As a very simple posture, what is the function of the little foot posture?

Speaking of yoga, I believe many people are familiar with it, but when it comes to practicing yoga, many people will find it too difficult to do the movements at all. But you should know that practicing yoga doesn't have to be exactly the same as practicing yoga, because yoga moves test flexibility, and some people can't reach the standard even if they work hard. There is no way, and it is impossible to force yourself to do harm. Therefore, people who practice yoga, especially beginners, just try to rely on standard movements. Here is a common yoga posture, baddha konasana.

Yoga posture is one of hatha yoga postures and a common yoga posture. In this posture, the practitioner sits on the ground with his heel close to the perineum, grabs his feet and separates his thighs until his knees touch the ground. Many yoga practitioners always do this posture before meditation, because this posture can stretch and relax the muscles and tendons on the inner thigh, which makes this meditation sitting posture easier to do.

So what is the general use of baddha konasana?

1, eliminating sciatica;

2. Open the buttocks and groin;

3. Relieve dysmenorrhea;

4. Maintain the health of reproductive organs.

However, what if your knees are too high to touch the ground?
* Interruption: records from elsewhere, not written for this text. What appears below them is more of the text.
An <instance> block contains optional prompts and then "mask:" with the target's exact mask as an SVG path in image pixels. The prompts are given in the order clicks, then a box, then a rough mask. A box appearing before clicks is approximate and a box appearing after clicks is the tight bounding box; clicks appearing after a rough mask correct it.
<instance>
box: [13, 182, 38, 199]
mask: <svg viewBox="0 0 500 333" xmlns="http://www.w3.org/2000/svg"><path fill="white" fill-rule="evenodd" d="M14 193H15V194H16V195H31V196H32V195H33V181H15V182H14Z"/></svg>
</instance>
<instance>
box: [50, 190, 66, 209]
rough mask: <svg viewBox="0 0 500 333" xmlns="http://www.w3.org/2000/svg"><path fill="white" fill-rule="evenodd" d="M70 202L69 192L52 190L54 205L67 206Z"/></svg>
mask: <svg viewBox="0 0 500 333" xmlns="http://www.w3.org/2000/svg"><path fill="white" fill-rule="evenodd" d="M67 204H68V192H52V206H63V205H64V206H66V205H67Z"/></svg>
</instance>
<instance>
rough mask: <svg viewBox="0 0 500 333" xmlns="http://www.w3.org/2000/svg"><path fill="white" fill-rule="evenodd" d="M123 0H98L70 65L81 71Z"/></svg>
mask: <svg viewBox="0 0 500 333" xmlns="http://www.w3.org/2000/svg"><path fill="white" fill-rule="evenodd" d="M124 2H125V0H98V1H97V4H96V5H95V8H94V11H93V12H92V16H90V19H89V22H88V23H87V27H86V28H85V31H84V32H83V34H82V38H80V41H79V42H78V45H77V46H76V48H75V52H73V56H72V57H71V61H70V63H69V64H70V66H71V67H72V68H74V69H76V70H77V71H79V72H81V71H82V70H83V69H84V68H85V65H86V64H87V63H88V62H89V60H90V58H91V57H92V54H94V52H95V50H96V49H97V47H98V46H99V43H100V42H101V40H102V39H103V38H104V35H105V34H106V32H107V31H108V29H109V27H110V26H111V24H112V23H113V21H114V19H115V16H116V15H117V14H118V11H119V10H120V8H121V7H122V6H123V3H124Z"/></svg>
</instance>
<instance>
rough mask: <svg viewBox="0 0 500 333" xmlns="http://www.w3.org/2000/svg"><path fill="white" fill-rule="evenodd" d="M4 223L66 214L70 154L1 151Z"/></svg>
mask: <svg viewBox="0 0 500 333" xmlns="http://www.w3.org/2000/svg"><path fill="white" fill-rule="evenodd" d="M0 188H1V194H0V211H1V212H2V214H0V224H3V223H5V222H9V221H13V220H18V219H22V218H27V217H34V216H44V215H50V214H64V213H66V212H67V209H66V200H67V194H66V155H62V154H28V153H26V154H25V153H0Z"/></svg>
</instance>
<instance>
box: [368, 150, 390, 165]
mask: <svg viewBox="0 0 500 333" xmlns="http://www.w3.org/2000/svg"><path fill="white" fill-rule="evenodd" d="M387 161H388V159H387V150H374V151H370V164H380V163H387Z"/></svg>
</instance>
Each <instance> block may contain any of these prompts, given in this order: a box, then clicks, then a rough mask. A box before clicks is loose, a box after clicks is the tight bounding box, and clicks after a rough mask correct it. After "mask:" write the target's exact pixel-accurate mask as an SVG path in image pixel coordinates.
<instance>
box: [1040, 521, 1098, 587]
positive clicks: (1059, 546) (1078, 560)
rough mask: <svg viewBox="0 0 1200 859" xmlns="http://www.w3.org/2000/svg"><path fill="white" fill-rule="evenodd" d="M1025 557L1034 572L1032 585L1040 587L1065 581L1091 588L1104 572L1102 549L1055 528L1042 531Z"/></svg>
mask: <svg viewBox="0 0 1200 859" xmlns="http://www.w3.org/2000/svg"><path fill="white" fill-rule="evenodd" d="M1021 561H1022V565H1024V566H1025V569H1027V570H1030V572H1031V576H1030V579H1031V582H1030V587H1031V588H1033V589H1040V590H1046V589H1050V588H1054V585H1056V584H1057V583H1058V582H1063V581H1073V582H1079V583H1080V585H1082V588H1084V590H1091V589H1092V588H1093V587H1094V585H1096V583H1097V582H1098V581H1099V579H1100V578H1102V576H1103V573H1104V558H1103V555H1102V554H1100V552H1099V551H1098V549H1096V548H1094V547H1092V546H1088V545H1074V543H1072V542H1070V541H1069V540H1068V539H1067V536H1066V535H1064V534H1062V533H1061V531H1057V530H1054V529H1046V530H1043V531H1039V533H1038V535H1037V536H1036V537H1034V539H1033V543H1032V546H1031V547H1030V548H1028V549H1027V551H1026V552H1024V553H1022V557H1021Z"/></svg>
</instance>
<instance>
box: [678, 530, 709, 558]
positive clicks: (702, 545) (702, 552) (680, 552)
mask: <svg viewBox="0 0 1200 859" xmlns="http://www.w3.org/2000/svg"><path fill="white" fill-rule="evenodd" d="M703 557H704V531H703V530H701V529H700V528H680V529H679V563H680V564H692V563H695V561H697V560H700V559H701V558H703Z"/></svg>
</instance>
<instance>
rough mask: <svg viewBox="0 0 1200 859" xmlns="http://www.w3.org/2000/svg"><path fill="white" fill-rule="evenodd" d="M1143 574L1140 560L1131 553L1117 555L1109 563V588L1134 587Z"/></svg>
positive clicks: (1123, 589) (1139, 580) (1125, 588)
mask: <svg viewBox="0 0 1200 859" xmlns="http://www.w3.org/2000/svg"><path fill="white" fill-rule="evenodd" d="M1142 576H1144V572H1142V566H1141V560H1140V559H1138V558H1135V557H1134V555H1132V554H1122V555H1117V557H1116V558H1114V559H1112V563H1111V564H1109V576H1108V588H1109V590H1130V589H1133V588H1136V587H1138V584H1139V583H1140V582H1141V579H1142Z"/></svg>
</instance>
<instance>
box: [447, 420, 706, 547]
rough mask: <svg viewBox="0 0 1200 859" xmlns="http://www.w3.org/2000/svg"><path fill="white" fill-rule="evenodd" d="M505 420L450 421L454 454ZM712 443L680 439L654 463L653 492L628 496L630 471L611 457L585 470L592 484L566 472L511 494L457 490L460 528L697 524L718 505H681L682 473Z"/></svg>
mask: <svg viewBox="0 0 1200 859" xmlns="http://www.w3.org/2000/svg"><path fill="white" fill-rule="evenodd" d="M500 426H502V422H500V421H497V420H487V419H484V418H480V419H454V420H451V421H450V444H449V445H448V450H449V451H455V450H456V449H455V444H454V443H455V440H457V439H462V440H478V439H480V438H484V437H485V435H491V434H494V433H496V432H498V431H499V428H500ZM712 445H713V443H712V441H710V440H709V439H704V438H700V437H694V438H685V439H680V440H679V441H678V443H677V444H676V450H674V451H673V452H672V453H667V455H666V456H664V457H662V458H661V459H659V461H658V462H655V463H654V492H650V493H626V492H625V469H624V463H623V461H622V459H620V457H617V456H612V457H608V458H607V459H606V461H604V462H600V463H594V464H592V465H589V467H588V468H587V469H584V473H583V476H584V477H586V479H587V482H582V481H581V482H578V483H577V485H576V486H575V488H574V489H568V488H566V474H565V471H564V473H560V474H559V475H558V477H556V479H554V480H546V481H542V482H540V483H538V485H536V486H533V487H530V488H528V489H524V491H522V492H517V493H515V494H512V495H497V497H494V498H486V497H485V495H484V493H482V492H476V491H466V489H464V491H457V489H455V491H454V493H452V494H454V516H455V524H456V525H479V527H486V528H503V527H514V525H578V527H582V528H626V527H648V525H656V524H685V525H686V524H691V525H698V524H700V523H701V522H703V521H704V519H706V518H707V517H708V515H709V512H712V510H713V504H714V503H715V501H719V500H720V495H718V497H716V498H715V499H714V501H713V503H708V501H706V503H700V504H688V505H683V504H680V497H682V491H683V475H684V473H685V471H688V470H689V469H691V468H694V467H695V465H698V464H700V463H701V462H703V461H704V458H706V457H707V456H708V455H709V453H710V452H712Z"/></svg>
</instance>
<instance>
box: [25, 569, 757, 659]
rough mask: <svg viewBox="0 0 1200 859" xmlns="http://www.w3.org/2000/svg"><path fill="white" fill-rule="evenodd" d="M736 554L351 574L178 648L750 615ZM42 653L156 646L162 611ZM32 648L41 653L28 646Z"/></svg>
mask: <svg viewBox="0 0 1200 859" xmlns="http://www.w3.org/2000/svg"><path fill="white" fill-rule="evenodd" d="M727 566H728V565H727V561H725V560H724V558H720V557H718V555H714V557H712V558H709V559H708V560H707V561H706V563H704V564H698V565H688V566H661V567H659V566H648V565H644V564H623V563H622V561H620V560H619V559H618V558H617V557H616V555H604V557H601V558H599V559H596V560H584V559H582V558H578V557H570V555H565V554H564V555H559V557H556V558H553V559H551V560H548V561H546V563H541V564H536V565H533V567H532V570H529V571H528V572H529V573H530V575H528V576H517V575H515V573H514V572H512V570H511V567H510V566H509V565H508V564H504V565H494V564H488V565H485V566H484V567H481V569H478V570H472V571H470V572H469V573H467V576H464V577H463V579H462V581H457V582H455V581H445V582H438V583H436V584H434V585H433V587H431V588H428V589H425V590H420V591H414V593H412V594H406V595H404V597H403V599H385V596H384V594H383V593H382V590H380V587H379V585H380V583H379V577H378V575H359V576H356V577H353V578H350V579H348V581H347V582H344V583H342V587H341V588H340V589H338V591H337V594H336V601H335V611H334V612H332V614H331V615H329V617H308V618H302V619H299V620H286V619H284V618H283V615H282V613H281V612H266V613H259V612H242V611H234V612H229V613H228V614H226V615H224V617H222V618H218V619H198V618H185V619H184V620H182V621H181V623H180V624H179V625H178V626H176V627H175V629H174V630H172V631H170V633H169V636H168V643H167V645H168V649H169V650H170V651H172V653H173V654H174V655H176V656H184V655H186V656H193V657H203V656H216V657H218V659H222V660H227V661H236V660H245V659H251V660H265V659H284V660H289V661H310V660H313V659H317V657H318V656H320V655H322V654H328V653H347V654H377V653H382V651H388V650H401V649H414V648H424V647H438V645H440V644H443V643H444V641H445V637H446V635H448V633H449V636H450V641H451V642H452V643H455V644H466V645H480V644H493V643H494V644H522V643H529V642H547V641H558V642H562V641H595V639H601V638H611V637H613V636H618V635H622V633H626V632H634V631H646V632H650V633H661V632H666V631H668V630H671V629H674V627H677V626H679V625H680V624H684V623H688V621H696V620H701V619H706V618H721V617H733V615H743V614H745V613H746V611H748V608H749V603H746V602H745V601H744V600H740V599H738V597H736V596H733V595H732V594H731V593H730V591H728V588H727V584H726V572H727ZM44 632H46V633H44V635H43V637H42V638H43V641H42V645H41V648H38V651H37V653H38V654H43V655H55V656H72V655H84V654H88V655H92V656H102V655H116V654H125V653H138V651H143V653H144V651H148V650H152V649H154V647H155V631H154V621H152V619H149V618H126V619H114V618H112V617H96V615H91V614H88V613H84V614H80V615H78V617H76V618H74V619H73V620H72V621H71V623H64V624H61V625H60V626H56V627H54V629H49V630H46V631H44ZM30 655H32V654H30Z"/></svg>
Today, I will teach you a yoga brick and wall-assisted exercise, which can open your hips well.

Step 1: baddha konasana, sit on the blanket with hips facing each other, grab your ankles with both hands, sink your knees, stretch your back, and keep this posture 1 min.

Step 2: Place the outside of your right foot on the yoga brick, put your hands on both sides of your hips, keep your spine extended, keep your right knee down, keep exercising 1 min, and then change sides.

Step 3: Pad 2 yoga bricks, spread a blanket on the bricks to make your feet more comfortable, keep it for 1 min, and then change sides.

Step 4: On the basis of the previous pose, fold forward and down, keep 1 min, and change sides.

Step 5: On the basis of the previous pose, press the elbow of the right hand on the palm of the right hand, with the left hand backward, hold the inner side of the right thigh for 1 min, and then switch sides.

Step 6: press the elbow behind the sole of your foot, hold the right hand against the wall to help strengthen the twist, keep the action for 1 min, and then change sides.

When we can't finish a pose in depth, we might as well add assistive devices and try more different methods.